L’Union européenne doit réagir
L’article 7 a été déclenché contre la Hongrie, mais par le Parlement, la Commission ne se sont pas comportés de la même manière qu’à l’égard de la Pologne. Un début d’explication se trouve dans une question politique : le parti de Viktor Orbán appartient au PPE, parti dont sont issus Jean-Claude Juncker, ancien Président de la Commission européenne, ainsi qu’Ursula von der Leyen, actuellement à la tête de l’exécutif européen. Le PPE qui, bien qu’ayant suspendu provisoirement le Fidesz de toute décision interne, ne l’a toujours pas exclu. Il ne reste qu’à espérer que Donald Tusk, nouveau Président du Parti populaire européen - et ancien Président du Conseil européen - saura enfin prendre ses responsabilités sur cette question.
Il s’agit donc également d’une question de laisser faire des institutions et des États membres, la dérive illibérale en Hongrie n’est pas nouvelle, elle a débuté dès le retour au pouvoir de Viktor Orbán en 2010. L’État de droit étant une valeur fondamentale de l’Union européenne, une réaction est plus que nécessaire, mais on peut cependant en douter alors que les États, seuls habilités à prendre de vraies sanctions dans le cadre de la procédure de l’article 7, s’écharpent déjà depuis février sur la question du budget, puis plus récemment concernant la solidarité financière, laissant le champ libre à toute dérive illibérale.
Au lendemain de l’entrée en vigueur de ces mesures en Hongrie, la Présidente de la Commission européenne s’est contentée d’une déclaration appelant les États membres à ne prendre que des mesures nécessaires et proportionnées. Il ne fait pas de doute que cette déclaration est faite en réaction directe aux décisions de Viktor Orbán, la Commission prend cependant le soin de ne pas mentionner directement la Hongrie...
En France, un nouvel état d’urgence sanitaire
Il est une question d’honnêteté de ne pas oublier ce qui s’est fait en France au début de la crise du Covid-19. Le Parlement a en effet voté la loi dite de « l’état d’urgence sanitaire » qui octroie également au gouvernement de larges prérogatives lui permettant d’investir plusieurs domaines législatifs. En quelques jours a été créé ce nouveau cadre d’exception inspiré de l’état d’urgence sécuritaire qui, après avoir duré deux ans à la suite des attentats de novembre 2015, a été fondu dans le droit commun.
En vigueur pour deux mois, il pourra être prolongé par le Parlement et permet au Premier Ministre et au Ministre de la Santé de prendre des mesures limitant nos libertés individuelles, en premier lieu notre liberté d’aller et venir. Plus largement il habilite le gouvernement à agir par ordonnance, c’est-à-dire dans le domaine législatif - tout comme en Hongrie.

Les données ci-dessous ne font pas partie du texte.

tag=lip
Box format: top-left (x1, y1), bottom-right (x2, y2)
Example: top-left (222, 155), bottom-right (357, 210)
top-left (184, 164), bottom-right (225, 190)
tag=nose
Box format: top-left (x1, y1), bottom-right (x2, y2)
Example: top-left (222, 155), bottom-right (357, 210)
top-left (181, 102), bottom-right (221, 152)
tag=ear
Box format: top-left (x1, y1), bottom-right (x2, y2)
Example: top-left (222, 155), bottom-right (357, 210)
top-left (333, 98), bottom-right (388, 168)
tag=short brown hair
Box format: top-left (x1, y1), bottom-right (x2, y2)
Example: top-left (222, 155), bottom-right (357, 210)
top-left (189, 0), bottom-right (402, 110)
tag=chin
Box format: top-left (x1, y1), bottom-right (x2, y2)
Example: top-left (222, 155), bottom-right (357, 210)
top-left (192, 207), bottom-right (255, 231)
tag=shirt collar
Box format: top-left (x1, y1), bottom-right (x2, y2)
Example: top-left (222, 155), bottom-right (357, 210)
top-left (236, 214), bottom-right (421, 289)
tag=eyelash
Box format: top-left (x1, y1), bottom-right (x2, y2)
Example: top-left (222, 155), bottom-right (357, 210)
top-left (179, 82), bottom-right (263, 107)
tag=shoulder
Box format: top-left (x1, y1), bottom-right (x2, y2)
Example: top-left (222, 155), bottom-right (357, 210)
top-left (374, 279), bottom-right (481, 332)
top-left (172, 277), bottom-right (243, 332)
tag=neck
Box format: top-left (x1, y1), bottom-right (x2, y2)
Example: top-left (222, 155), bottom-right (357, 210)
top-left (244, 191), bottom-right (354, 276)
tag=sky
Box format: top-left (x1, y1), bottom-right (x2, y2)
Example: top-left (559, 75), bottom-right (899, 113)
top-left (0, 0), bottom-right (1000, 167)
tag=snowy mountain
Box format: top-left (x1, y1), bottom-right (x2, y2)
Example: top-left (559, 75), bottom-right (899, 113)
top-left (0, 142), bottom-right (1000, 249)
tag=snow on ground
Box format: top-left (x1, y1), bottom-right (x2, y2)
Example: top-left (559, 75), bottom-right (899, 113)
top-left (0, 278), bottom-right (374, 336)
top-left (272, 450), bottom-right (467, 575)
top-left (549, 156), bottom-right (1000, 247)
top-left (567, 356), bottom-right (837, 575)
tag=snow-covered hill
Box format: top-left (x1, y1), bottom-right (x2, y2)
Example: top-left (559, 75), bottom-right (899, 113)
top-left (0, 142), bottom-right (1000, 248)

C’est notamment le cas concernant le droit du travail avec, par exemple, la possibilité pour certains secteurs de contourner la limite des 35 heures hebdomadaires et aller jusqu’à 60 heures.
Le Parlement continue également sa mission de contrôle puisqu’il devra être informé « sans délai des mesures prises par le Gouvernement au titre de l’état d’urgence sanitaire ».
L’abandon provisoire de nos libertés nous semble aujourd’hui justifié, il nous faudra cependant, à l’échelle nationale et européenne, être collectivement vigilants à la sortie de cette crise qui pourrait ouvrir ici et là des dérives liberticides.